Ever since his hubristic triumph over Emily Lewis, he kept his head down.  She threw him the evil eye every once in a while and Andrew couldn’t help wondering when she would make good on her promise to get even.

Walking into the store he pulled the headphones and waved at Phat Albert, the Yoda of the comic book store, behind the counter.  Albert’s physique did not resemble his name sake, but the unfortunate adjective had been ascribed.  To compensate, he insisted on the “ph” instead of the “f.”

“Hey Andrew,” he said.  “I’ve got something that you might be interested in.”

Albert turned to a cupboard behind the counter, unlocked it and pulled out a mylar pocket and placed it on the counter.

“Here we have an autographed edition of The Phantom, signed by none other than Sy Barry.  I know he’s your favourite Phantom artist, so I thought you’d like first look.”

Andrew held the object like Indiana Jones holding a mystical relic for the first time.  There was Sy’s moniker in black texta across the front cover.

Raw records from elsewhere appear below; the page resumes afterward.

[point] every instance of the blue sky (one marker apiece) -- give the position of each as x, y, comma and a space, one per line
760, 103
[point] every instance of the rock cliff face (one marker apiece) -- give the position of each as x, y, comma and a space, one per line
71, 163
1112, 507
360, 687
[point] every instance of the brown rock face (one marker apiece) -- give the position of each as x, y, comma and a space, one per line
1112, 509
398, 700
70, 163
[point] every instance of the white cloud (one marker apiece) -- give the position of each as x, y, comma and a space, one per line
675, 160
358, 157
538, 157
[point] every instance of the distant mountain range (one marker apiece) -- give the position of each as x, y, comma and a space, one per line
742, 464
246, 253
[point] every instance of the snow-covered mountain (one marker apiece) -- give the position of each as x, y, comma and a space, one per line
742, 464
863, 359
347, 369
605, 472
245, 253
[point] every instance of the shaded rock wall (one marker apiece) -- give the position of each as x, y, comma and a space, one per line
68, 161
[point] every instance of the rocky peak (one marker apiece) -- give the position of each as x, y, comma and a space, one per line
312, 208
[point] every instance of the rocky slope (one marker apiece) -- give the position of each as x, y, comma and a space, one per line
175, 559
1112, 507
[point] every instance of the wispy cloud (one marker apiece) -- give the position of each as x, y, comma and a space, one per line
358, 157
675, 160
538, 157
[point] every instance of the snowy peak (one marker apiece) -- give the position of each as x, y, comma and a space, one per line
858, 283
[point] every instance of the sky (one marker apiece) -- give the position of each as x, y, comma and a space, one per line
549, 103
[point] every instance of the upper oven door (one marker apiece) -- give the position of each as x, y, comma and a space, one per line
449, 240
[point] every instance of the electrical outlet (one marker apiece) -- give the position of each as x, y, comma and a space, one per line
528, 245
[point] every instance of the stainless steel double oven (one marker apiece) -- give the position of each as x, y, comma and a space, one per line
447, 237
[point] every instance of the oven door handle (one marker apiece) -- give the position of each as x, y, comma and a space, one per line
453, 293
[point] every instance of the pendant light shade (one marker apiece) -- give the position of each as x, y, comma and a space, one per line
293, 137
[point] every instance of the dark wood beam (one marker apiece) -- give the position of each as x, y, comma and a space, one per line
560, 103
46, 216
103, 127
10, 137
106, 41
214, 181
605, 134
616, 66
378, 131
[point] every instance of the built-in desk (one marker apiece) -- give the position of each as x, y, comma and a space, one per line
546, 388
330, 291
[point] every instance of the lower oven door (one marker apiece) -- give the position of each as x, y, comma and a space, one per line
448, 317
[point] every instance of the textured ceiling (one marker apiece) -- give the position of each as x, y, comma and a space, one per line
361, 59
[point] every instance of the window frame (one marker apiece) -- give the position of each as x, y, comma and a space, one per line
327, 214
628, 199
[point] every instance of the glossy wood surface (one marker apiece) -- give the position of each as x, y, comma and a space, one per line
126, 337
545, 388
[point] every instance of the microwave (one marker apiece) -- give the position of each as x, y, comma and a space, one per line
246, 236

“Where’d you get it and more importantly, how much?” said Andrew.

“Picked it up at comicon last week and yours for only $200.”

Jackson bounded into the store and up to the counter.  “What’cha got there?  Oh man, that’s awesome.  You gonna get it?”

“Haven’t quite got the cash.  I could ask Mum and Dad for a loan, but I was also saving for our end of year trip.  Thanks, Phat Albert, but just can’t do it now.  It will be mine.  Oh yes. It will be mine.”

Andrew and Jackson wandered the store for a while before heading out for some food.  A watchful pair of eyes observed their departure.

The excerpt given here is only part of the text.